Ergebnisse: Insgesamt wurden 32 Institutionen betrachtet. 17 (53,1%) der Institutionen berücksichtigen bei ihren Monitoringaktivitäten neben Alters- und Geschlechtsstratifizierungen auch soziale Determinanten. Neun (28,1%) der betrachteten Institutionen informieren umfassend über gesundheitliche Ungleichheit, indem sie verschiedene Berichtsformate (z.B. Hintergrundinformationen zu gesundheitlicher Ungleichheit, Grafiken, weiterführende Informationen) zur Dissemination verwenden. Sieben (21,9%) berichten Trends gesundheitlicher Ungleichheit und vier (12.5%) diskutieren Präventionspotentiale um gesundheitliche Ungleichheit zu reduzieren. Die konkrete Berichterstattung gesundheitlicher Ungleichheit zeigt sich im europäischen Überblick sehr heterogen. Grafische Darstellungen und Hintergrundinformationen zu gesundheitlicher Ungleichheit werden am häufigsten berichtet (64,7% bzw. 58,8%). Die Quantifizierung gesundheitlicher Ungleichheit fokussiert sich zumeist auf stratifizierte Prävalenzen (70,6%), wobei absolute Ungleichheiten am häufigsten berichtet werden (82,4%). Als besonders umfänglich erwiesen sich HEMs aus Belgien, Irland, England (UK) und Wales (UK).
Schlussfolgerung: In vielen europäischen Ländern finden sich HEMs in sehr unterschiedlicher Ausgestaltung mit bedingter Vergleichbarkeit. Knapp die Hälfte der betrachteten Institutionen berücksichtigen soziale Determinanten in ihren Monitoringaktivitäten, während die weiteren Ziele eines HEM nur selten erreicht werden. Einzelne HEMs können als Orientierung für andere Länder dienen, um relevante Inhalte und Elemente eines HEM zu identifizieren.
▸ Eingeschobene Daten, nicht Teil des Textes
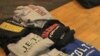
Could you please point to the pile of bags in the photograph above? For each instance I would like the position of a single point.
(32, 31)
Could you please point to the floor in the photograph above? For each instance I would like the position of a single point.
(85, 22)
(7, 6)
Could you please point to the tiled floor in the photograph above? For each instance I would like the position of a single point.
(7, 6)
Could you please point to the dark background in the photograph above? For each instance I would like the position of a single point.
(7, 6)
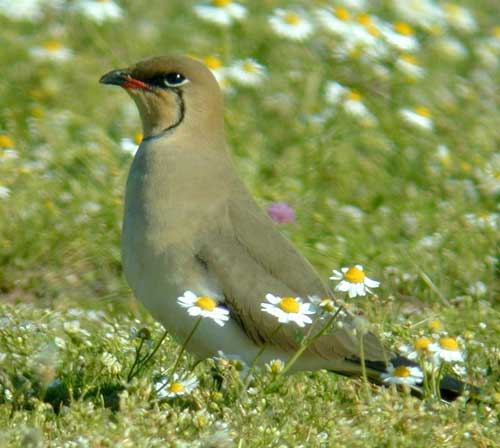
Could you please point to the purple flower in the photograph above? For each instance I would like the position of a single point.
(281, 212)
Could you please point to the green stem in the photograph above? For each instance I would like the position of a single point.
(142, 362)
(438, 380)
(183, 349)
(363, 365)
(136, 361)
(258, 355)
(307, 343)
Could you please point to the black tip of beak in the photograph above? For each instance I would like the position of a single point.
(115, 77)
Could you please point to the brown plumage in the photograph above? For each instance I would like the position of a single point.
(191, 224)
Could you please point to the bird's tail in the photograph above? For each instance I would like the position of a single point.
(450, 387)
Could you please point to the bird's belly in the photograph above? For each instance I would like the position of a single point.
(158, 279)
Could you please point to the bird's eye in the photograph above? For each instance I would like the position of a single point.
(174, 79)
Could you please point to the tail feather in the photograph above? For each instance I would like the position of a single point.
(450, 387)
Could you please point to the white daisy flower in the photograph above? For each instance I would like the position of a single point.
(447, 349)
(131, 145)
(293, 25)
(221, 12)
(460, 17)
(99, 10)
(400, 35)
(420, 349)
(4, 192)
(483, 220)
(334, 92)
(489, 176)
(203, 306)
(407, 64)
(354, 281)
(288, 309)
(176, 387)
(337, 21)
(111, 364)
(8, 154)
(217, 68)
(419, 117)
(402, 375)
(247, 72)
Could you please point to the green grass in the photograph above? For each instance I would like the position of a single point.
(64, 301)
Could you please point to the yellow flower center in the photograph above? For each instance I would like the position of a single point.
(409, 58)
(37, 111)
(206, 303)
(6, 141)
(176, 388)
(449, 344)
(354, 275)
(221, 3)
(354, 95)
(52, 45)
(276, 367)
(327, 304)
(212, 62)
(401, 371)
(364, 19)
(291, 18)
(422, 344)
(373, 30)
(289, 305)
(435, 325)
(423, 111)
(342, 14)
(403, 28)
(451, 9)
(138, 138)
(249, 67)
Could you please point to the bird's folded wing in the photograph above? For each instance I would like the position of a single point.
(250, 258)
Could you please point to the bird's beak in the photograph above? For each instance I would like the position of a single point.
(123, 78)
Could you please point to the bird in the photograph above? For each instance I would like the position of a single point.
(191, 224)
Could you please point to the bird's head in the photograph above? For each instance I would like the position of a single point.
(174, 94)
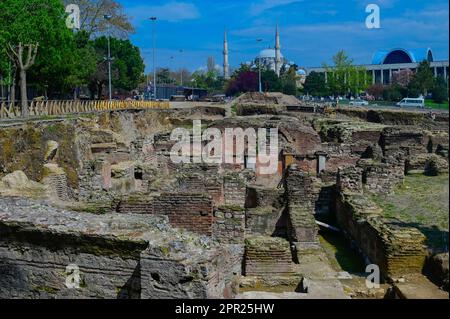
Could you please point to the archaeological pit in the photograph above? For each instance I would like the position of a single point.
(98, 193)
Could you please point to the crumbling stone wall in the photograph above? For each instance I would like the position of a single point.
(229, 224)
(404, 141)
(382, 177)
(124, 257)
(300, 199)
(395, 247)
(265, 256)
(193, 212)
(95, 181)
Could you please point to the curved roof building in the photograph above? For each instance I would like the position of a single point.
(398, 55)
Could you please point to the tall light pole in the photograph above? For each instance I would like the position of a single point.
(182, 70)
(107, 18)
(259, 67)
(154, 56)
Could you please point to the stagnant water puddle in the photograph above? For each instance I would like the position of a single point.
(349, 264)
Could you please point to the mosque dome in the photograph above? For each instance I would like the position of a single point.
(268, 54)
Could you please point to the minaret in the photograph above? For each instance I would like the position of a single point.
(277, 53)
(226, 66)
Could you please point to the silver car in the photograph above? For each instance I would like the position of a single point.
(359, 102)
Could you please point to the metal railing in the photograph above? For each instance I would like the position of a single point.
(54, 108)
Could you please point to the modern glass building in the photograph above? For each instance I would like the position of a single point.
(386, 63)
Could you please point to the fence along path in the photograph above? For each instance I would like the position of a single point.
(49, 108)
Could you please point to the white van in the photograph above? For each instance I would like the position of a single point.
(409, 102)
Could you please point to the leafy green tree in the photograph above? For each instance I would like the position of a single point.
(315, 84)
(209, 80)
(38, 23)
(270, 81)
(344, 77)
(93, 20)
(394, 93)
(164, 76)
(127, 66)
(440, 91)
(423, 80)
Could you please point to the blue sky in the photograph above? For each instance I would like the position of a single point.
(312, 31)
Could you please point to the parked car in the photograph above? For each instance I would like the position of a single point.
(359, 102)
(410, 102)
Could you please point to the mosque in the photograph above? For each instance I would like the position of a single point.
(271, 58)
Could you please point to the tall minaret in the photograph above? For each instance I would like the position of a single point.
(277, 52)
(226, 66)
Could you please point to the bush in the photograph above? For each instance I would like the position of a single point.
(439, 91)
(394, 93)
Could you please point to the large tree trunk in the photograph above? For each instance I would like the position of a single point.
(22, 65)
(12, 97)
(23, 93)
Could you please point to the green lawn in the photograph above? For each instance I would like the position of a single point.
(422, 202)
(433, 105)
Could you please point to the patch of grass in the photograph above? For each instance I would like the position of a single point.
(421, 202)
(438, 106)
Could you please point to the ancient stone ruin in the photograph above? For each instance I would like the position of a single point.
(98, 197)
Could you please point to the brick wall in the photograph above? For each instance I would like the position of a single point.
(193, 212)
(382, 178)
(395, 247)
(301, 224)
(229, 225)
(266, 256)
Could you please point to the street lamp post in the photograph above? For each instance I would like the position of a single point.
(259, 68)
(154, 57)
(181, 73)
(108, 17)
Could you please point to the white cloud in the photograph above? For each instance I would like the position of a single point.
(172, 11)
(259, 7)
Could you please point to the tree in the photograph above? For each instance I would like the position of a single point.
(423, 80)
(376, 90)
(394, 93)
(439, 91)
(127, 67)
(402, 77)
(315, 84)
(164, 76)
(210, 81)
(35, 21)
(270, 81)
(93, 17)
(344, 77)
(23, 63)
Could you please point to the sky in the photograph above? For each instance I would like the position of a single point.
(312, 31)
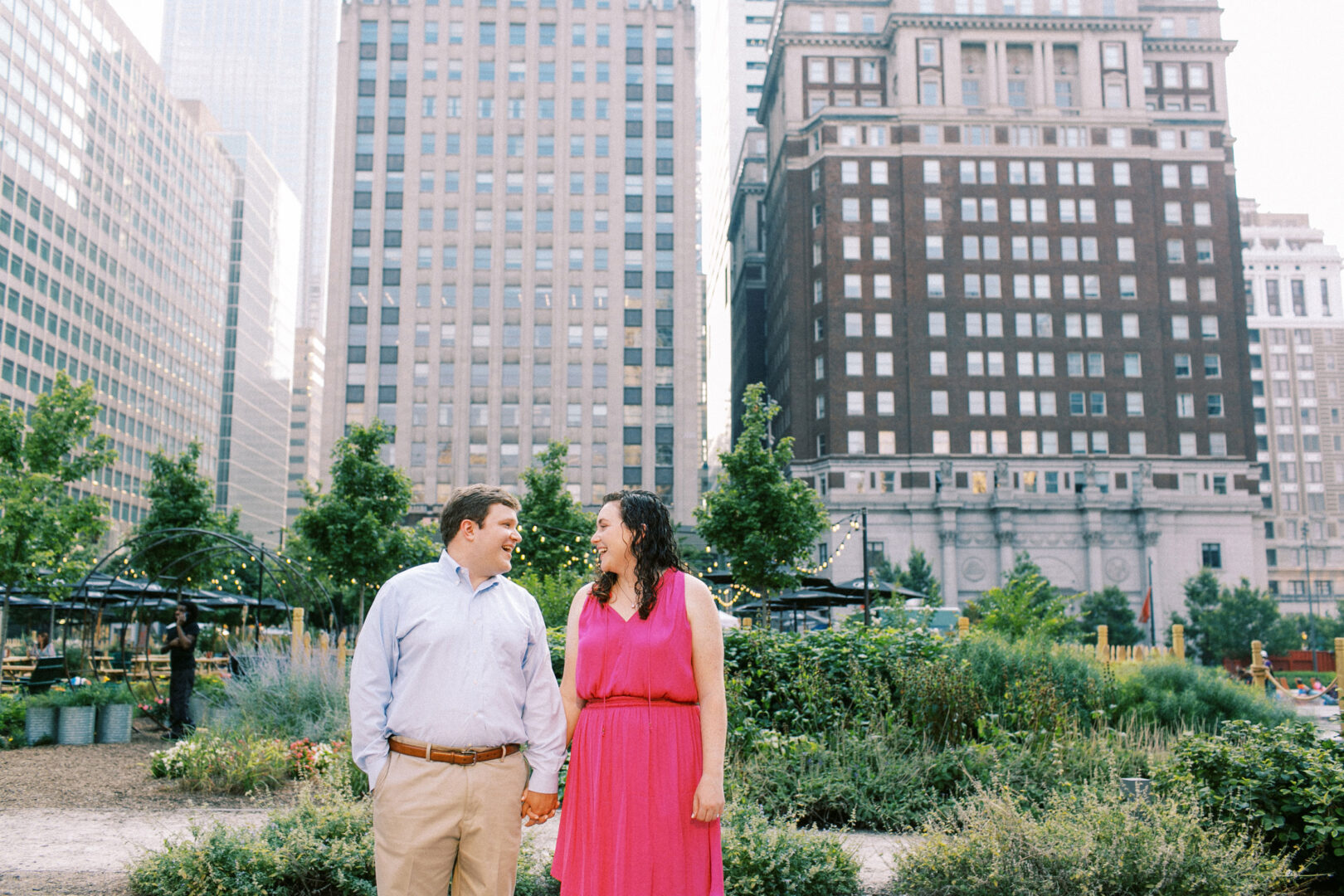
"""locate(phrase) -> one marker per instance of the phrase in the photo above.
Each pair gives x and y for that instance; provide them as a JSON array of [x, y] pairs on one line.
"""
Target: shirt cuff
[[373, 767], [544, 782]]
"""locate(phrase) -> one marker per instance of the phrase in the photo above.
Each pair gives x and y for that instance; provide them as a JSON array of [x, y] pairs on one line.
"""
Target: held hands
[[538, 807], [707, 804]]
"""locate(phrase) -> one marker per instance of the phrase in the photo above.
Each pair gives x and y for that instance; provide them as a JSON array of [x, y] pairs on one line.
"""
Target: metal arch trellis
[[182, 567]]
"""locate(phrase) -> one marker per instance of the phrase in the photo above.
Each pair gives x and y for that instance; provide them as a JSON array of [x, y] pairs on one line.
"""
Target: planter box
[[114, 723], [75, 726], [39, 723]]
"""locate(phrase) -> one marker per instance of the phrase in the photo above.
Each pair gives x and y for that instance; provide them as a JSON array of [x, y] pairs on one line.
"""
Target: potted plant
[[39, 723], [78, 713], [116, 709]]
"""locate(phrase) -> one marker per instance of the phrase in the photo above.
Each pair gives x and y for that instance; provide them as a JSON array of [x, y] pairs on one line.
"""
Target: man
[[182, 668], [452, 674]]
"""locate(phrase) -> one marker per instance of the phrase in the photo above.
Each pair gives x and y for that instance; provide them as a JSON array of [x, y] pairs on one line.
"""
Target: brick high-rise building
[[114, 214], [514, 249], [1003, 286], [1296, 325]]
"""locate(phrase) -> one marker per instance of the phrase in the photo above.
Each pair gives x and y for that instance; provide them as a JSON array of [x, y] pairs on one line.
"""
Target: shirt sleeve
[[371, 685], [543, 713]]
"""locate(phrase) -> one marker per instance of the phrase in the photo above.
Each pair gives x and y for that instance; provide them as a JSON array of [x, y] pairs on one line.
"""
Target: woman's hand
[[707, 804]]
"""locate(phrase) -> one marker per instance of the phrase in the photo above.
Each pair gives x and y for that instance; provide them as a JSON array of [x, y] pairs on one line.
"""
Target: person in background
[[182, 665], [45, 646]]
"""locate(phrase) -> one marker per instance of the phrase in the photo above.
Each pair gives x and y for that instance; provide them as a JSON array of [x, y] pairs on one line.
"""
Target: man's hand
[[538, 807]]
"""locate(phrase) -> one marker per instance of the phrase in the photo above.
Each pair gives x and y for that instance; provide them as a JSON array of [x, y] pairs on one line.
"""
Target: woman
[[647, 716]]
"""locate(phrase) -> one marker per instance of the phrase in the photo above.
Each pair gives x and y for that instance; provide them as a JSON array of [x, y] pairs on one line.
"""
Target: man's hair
[[472, 503]]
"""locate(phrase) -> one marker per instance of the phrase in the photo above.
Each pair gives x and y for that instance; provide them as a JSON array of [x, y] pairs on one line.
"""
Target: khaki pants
[[437, 822]]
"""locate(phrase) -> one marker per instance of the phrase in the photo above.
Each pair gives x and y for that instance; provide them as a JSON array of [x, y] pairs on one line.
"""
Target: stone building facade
[[1003, 286]]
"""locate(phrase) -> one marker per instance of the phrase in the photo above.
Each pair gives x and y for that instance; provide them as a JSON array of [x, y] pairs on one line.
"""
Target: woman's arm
[[569, 684], [707, 665]]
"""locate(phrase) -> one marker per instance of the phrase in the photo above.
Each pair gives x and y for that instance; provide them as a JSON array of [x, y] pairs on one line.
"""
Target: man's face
[[494, 539]]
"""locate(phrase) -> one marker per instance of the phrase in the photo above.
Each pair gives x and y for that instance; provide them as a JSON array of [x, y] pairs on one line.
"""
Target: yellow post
[[1257, 665], [296, 635]]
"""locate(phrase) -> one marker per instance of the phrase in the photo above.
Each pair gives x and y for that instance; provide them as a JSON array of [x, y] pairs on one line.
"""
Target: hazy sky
[[1285, 66]]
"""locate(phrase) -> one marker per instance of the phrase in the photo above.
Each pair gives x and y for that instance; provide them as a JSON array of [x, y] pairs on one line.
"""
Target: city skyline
[[1274, 171]]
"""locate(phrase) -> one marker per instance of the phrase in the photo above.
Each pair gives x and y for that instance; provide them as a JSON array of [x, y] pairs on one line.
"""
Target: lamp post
[[1311, 614]]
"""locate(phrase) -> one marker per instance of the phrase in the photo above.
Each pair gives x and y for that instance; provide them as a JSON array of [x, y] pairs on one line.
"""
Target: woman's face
[[611, 540]]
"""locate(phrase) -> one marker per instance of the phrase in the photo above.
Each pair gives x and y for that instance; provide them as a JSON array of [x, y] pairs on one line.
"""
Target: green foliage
[[46, 528], [353, 533], [1225, 621], [1281, 781], [1181, 696], [12, 715], [765, 522], [286, 700], [223, 763], [1109, 607], [561, 540], [918, 577], [1027, 605], [324, 846], [180, 497], [763, 859], [812, 683], [553, 592], [1092, 843]]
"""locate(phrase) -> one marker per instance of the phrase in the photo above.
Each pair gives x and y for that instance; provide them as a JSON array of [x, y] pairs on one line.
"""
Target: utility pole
[[867, 617], [1311, 614]]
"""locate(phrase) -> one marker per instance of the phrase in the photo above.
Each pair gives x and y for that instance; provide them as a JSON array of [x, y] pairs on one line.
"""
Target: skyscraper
[[1004, 278], [113, 236], [1296, 325], [258, 342], [268, 67], [733, 58], [514, 242]]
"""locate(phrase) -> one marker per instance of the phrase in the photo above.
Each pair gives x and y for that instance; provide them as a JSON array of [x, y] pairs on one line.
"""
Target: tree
[[1225, 621], [918, 577], [353, 533], [1025, 605], [758, 516], [46, 533], [180, 497], [555, 528], [1109, 607]]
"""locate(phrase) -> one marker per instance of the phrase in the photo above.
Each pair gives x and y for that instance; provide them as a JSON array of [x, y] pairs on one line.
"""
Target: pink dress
[[636, 759]]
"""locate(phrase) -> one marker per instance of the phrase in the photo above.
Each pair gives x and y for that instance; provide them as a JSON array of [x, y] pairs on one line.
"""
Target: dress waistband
[[626, 700]]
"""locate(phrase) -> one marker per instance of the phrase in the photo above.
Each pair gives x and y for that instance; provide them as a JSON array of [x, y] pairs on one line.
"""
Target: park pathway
[[86, 852]]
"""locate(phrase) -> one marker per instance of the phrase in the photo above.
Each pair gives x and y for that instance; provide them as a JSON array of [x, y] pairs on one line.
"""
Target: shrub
[[1181, 696], [286, 700], [12, 716], [324, 846], [761, 859], [1086, 843], [218, 763], [1281, 781]]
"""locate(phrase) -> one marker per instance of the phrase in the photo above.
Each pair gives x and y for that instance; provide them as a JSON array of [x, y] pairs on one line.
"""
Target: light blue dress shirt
[[455, 666]]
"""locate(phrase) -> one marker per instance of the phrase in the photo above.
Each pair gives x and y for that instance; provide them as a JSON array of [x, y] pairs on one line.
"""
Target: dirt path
[[75, 817]]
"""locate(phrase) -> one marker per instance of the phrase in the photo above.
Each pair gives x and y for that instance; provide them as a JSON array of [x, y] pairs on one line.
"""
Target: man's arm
[[543, 720], [371, 685]]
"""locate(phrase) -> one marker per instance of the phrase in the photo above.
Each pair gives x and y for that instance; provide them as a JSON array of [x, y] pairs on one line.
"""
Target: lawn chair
[[50, 670]]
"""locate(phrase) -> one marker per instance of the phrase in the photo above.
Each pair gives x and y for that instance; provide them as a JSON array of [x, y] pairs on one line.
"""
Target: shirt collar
[[461, 574]]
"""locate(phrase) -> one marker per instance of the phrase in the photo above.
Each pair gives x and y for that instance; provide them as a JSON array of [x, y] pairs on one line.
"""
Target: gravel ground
[[75, 817]]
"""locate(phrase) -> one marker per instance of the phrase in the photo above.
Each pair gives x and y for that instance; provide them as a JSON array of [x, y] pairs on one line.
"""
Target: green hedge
[[1088, 843]]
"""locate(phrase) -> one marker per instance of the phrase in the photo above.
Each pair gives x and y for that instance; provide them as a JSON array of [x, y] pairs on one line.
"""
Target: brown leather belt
[[446, 754]]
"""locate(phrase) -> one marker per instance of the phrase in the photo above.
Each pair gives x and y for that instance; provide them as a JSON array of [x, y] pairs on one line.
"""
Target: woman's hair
[[652, 546]]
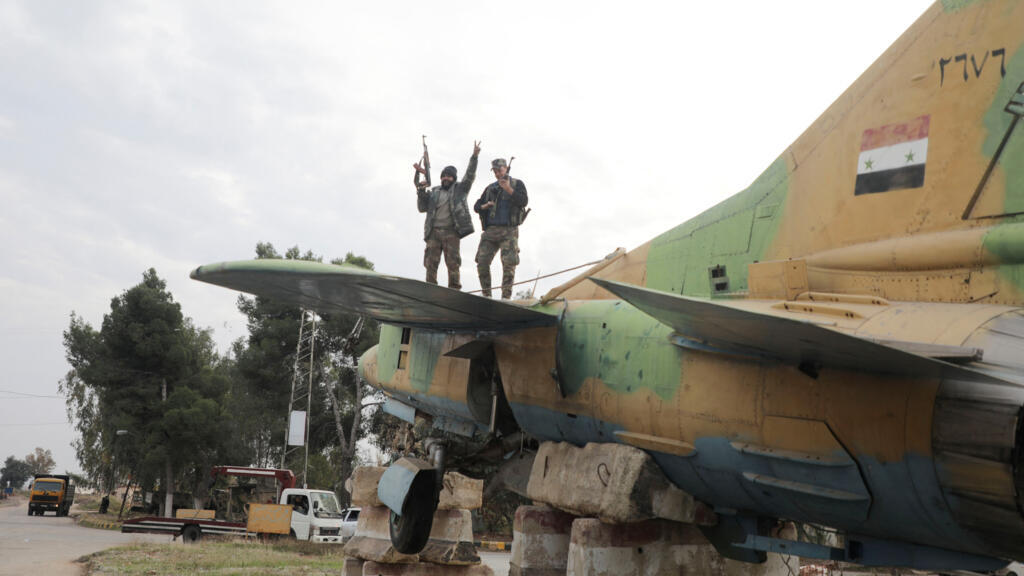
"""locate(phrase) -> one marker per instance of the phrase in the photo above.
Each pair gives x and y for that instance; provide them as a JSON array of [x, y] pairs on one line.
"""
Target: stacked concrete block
[[353, 567], [654, 547], [620, 516], [450, 549], [540, 541]]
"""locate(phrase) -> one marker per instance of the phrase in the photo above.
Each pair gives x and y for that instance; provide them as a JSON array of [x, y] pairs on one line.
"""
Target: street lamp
[[121, 433]]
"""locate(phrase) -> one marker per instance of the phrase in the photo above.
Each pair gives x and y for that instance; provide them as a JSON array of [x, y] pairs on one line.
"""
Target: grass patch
[[251, 559]]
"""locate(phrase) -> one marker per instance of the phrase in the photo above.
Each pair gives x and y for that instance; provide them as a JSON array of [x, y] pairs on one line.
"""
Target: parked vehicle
[[315, 515], [51, 492]]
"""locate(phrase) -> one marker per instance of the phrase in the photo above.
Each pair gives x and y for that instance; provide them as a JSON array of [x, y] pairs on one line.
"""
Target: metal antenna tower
[[297, 425]]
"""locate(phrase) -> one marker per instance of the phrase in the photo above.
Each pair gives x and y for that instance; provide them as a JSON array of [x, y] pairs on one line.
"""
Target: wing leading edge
[[386, 298], [719, 327]]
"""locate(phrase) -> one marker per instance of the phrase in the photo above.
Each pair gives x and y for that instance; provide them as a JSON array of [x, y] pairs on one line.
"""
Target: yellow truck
[[51, 492]]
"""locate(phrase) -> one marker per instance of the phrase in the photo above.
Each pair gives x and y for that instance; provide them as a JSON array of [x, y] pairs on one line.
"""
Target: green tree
[[15, 471], [147, 393], [265, 363], [40, 461]]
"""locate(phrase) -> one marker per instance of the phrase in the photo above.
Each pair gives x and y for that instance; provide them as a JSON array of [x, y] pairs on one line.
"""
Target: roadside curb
[[100, 524], [496, 545]]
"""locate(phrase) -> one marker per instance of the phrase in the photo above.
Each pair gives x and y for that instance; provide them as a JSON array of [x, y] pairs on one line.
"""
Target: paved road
[[44, 545], [47, 544]]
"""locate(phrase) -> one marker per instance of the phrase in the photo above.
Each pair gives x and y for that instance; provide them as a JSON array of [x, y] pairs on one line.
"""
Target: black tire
[[411, 531], [190, 534]]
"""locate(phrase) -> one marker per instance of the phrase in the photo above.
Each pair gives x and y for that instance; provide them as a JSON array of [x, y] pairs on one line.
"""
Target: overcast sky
[[172, 134]]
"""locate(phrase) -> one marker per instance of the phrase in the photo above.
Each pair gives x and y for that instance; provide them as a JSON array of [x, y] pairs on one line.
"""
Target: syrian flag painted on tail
[[893, 157]]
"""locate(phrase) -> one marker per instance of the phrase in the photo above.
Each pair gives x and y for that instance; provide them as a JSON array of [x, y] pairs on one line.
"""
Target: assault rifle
[[522, 212], [426, 161]]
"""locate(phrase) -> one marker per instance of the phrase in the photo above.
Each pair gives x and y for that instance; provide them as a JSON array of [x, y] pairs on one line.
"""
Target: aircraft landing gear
[[421, 483]]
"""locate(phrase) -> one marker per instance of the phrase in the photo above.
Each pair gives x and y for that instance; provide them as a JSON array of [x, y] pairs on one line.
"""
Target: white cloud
[[170, 134]]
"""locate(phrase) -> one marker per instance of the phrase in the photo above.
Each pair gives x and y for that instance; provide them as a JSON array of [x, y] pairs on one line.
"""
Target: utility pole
[[168, 471], [297, 423]]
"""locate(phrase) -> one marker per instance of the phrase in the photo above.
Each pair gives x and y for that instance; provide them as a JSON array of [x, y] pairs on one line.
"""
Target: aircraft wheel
[[411, 531], [190, 534]]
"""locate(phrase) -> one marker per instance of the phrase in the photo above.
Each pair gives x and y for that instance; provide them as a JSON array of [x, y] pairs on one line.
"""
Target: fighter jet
[[842, 343]]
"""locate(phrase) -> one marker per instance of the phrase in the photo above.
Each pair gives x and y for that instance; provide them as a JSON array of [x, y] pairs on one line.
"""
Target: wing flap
[[387, 298]]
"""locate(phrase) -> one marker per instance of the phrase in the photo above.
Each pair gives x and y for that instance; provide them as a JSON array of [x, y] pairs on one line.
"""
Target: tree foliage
[[265, 367], [151, 375], [40, 461]]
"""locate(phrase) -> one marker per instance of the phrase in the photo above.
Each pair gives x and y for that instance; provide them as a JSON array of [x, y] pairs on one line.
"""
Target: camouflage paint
[[956, 5], [624, 347], [716, 475], [732, 234], [996, 121], [426, 348], [387, 352], [1007, 241]]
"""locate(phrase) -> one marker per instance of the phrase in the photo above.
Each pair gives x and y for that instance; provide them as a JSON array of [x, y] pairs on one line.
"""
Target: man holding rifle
[[502, 208], [448, 215]]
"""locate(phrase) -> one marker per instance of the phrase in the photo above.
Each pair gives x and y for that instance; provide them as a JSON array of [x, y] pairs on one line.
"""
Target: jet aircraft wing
[[719, 327], [388, 298]]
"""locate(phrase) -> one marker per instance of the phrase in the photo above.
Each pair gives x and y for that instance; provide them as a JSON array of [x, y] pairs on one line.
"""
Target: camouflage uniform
[[442, 240], [446, 223], [497, 238], [501, 232]]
Für die Etablierung eines umfassenden und systematischen HEM sind jedoch weitere qualitative Betrachtungen der Ergebnisse notwendig um die Nutzbarkeit verschiedener Disseminationsformate im Kontext von Deutschland zu evaluieren. Außerdem braucht es die Einbindung von potentiell Nutzenden aus Forschung, Politik und Praxis, um ein HEM für Deutschland bedarfsgerecht zu gestalten.
Die Autoren geben an, dass kein Interessenkonflikt besteht.
Die Autoren geben an, dass kein Ethikvotum erforderlich ist.